And further her maiestie gyueth speciall charge to her nobilitie and gentilmen, as they professe to obey and regarde her maiestie, to take good order in thys behalfe wyth their seruauntes being players, that[264] this her maiesties commaundement may be dulye kepte and obeyed.

Yeuen at our Palayce of Westminster the xvi. daye of Maye, the first yeare of oure Raygne.

xi.

[1559, June. Lord Robert Dudley to the Earl of Shrewsbury, Lord President of the North, printed from Heralds College Talbot MS. E. f. 29, in Collier, i. 168; also in Lodge, i. 376.]

My good Lorde,

Where my servauntes, bringers hereof unto you, be suche as ar plaiers of interludes; and for the same have the Licence of diverse of my Lords here, under ther seales and handis, to plaie in diverse shieres within the realme under there aucthorities, as maie amplie appere unto your L. by the same licence. I have thought emong the rest by my Lettres to beseche your good L. conformitie to them like wise, that they maie have your hand and seale to ther licence for the like libertye in Yorke shiere; being honest men, and suche as shall plaie none other matters (I trust); but tollerable and convenient; whereof some of them have bene herde here alredie before diverse of my Lordis: for whome I shall have good cause to thank your L. and to remaine your L. to the best that shall lie in my litle power.

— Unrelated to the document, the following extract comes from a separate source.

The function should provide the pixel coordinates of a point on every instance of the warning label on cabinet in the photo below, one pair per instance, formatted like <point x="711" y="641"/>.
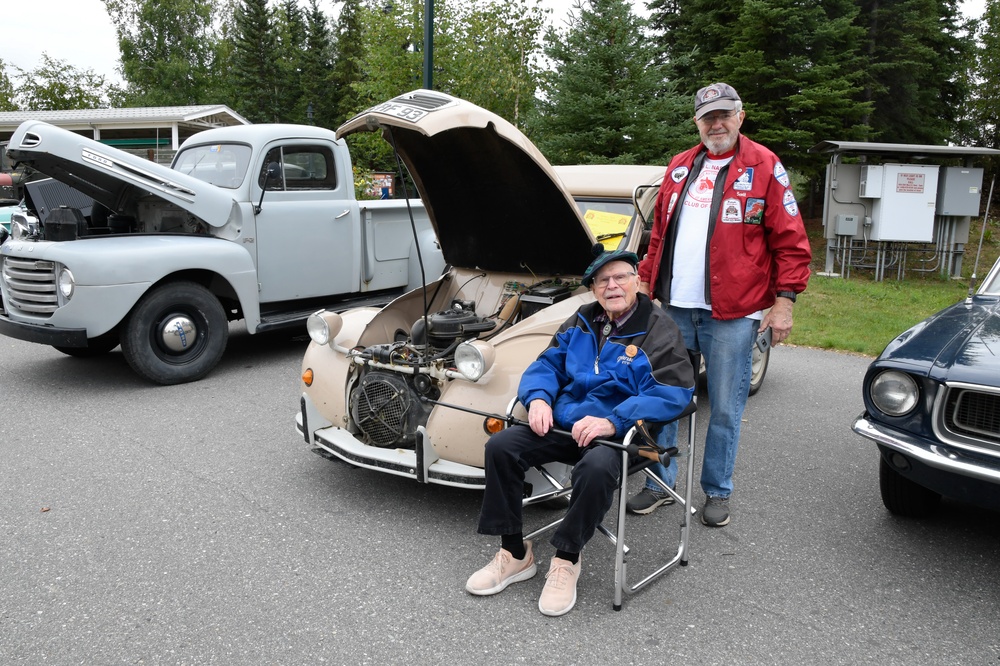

And thus I take my leave of your good L. From Westm., the    of June, 1559.

Your good L. assured,

R. Duddley.

To the right Honourable & my verie good Lorde, the Erle of Shrewsburie.

xii.

[1559, c. 13 June. Extract from Injunctions given by the Queen’s Majesty concerning both the Clergy and Laity of this Realm, printed by Pollard, S. F. 13; in full in Gee, 46, and E. Cardwell, Documentary Annals of the Church of England (ed. 1844), i. 210.]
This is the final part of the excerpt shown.